A new report says fatal drug overdoses are on the rise for the eleventh straight year.
While this is bad news, Thursday morning several inmates at the Atlantic County Justice Facility graduated from a relatively new program that will help them avoid further addiction and stay out of jail.
"I'm moving on to the next step in my life and I'm going to learn from my mistakes," inmate Anthony Dremow said.
Anthony hit rock bottom twice, he's been to jail three different times, he's 26 years old, and was addicted to heroin. He says this program changed his life.
"It gave me a positive light at a very dark time in my life and it was unexpected, but I'm glad god offered me this opportunity," Anthony said.
While state officials talk about keeping drug users out of prison and offering them help instead, the staff at the Atlantic County Justice Facility is following through-- with a treatment program that is turning heads.

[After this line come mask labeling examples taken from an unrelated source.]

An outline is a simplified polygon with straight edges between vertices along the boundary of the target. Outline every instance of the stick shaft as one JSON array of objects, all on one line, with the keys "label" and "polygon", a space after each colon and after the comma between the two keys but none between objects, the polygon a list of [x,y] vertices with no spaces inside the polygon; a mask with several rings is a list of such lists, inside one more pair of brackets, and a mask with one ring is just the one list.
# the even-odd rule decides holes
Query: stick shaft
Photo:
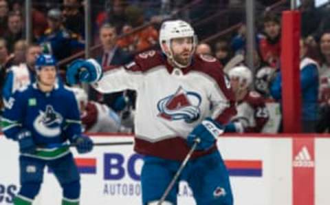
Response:
[{"label": "stick shaft", "polygon": [[[113,145],[131,145],[133,142],[95,142],[93,143],[94,146],[113,146]],[[76,147],[76,144],[73,143],[70,144],[69,147]]]},{"label": "stick shaft", "polygon": [[188,153],[188,154],[186,156],[186,158],[184,158],[184,161],[182,162],[182,163],[181,163],[180,167],[179,167],[179,169],[177,171],[177,173],[175,173],[175,175],[174,175],[173,178],[172,179],[170,184],[167,186],[166,189],[165,190],[165,192],[163,193],[163,195],[160,198],[160,202],[158,202],[157,205],[162,205],[162,203],[163,203],[164,201],[165,201],[166,197],[167,197],[167,195],[170,193],[172,188],[173,188],[173,186],[175,184],[175,182],[177,182],[177,178],[180,175],[181,173],[182,172],[182,170],[184,169],[184,168],[187,164],[188,161],[190,159],[191,155],[192,155],[192,153],[194,152],[194,151],[196,149],[196,147],[197,147],[198,143],[199,143],[199,141],[196,140],[194,144],[192,145],[192,147],[190,148],[190,150]]}]

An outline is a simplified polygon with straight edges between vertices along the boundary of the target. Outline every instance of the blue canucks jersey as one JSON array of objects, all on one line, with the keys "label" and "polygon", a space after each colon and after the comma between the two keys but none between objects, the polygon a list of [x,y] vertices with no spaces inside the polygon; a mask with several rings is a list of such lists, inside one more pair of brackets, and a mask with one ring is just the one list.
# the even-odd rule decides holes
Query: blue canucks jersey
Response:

"We do a blending of interventions now. R.M.B.T. Rational moto behavior therapy. Motivational interviewing and cognitive behavior, so were combining those four components to give them choice in terms of what they think would be best for them," Director of Social Services John McLernon said.
Drugs and substance abuse are what drive more than 81 percent of inmates to this jail, according to officials at the jail. An astronomical number for non–violent offenders. Many of the men say they have been in out of this facility over a dozen times. After completing this program they hope it will be their last.
"Thirty-seven years old, father of four children whom I haven't seen in 12 years, I have a lot of purpose later on in life," Graduate Richard Ambrose said.
For 60 days these men work in groups and with counselors outside of the prisons general population. For people like Anthony's mom-- this is a big day.
"I know it's been a very long journey for him. Being a parent watching your child struggle the way he has, it's been a very heart breaking sometimes. We lose hope, but I think today is a mile stone," Stephanie Dremow said.
A milestone that jail officials hope many more addicts will soon be able to celebrate.
This program began in 2011 with an $11,000 grant. Officials say the success of the program is driving its growth.